The counties selected were Jefferson, Webster, Shelby, Rowan, Oldham, Laurel, Larue, Owen, Anderson, Christian, Daviess, and Breathitt. The Attorney General’s Department of Criminal Investigations will conduct the audits to determine if any irregularities took place during the 2022 general election.

“Investigators with this office will work with county clerks to assess for any voting irregularities in the 2022 general election,” he said. “After completing these audits, the results will be presented to the grand jury in each audited county, who will then report their findings to the senior judge for their judicial circuit.”

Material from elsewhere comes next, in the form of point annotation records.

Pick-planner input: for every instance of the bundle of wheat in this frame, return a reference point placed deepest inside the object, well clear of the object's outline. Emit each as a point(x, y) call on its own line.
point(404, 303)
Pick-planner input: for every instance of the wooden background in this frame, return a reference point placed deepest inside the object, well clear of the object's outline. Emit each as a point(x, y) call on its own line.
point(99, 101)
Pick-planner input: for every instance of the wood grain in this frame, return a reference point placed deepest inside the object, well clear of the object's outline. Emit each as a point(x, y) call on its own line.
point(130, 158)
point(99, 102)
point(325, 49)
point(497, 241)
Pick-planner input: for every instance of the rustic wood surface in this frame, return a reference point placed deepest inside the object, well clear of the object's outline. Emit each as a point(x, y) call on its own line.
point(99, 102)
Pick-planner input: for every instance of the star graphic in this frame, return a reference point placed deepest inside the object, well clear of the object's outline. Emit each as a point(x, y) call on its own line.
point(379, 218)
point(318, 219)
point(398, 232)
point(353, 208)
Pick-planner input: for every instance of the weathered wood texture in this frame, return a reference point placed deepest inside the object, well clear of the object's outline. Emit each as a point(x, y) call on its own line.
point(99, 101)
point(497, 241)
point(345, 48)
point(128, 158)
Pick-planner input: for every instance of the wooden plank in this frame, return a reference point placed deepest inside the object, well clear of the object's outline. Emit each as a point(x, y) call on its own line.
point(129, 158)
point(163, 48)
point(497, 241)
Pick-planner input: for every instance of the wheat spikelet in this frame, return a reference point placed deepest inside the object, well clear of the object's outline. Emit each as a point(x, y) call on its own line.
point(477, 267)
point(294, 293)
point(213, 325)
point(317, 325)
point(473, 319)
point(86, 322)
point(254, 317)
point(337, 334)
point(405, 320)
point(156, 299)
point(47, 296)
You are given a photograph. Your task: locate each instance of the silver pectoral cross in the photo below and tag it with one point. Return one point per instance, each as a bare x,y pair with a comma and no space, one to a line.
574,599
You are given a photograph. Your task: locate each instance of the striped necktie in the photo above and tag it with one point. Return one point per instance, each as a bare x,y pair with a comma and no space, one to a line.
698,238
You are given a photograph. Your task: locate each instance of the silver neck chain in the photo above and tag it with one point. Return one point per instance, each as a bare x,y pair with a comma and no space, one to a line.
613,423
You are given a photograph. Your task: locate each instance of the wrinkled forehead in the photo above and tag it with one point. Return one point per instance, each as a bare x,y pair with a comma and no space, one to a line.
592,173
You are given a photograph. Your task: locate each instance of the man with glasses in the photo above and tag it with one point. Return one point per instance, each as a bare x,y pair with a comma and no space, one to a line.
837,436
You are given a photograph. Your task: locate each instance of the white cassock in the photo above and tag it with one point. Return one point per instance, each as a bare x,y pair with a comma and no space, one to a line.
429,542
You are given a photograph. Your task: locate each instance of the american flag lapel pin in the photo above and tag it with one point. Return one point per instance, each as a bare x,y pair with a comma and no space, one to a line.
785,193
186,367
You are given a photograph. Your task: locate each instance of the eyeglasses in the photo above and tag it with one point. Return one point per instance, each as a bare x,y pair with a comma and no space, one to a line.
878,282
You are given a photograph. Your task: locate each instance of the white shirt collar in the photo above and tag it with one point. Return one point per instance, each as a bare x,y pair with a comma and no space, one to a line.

Cameron noted that his election fraud hotline took 93 complaints prior to election day, 209 complaints on election day itself, and 77 more after the election, for a total of 379 during the general election cycle.  By comparison, there were 330 complaints after the 2020 general election, and 295 during the 2022 primary election season.

“Currently, we have three open criminal investigations from the 2022 general election,” he said.  “As the investigations are ongoing, we cannot comment on specifics.”

The 12 counties selected after the 2022 primary were Nicholas, Monroe, Graves, Metcalfe, Jackson, Hopkins, Pendleton, Boyd, Madison, Powell, Rockcastle and Grayson.

“I’m pleased to report that we did not find any irregularities in those counties,” Cameron said, “and to ensure they are not audited in two consecutive elections, if they are drawn again, I will set that county aside and draw another one.”

Monroe was one of the 12 chosen on Monday. But since they were audited after the primary, another county was chosen as a replacement.

In the past, state law required the post-election audits in six counties, equal to five percent of Kentucky’s 120 counties, but the General Assembly passed legislation this year which doubled the number to 12, effective with the 2022 primary.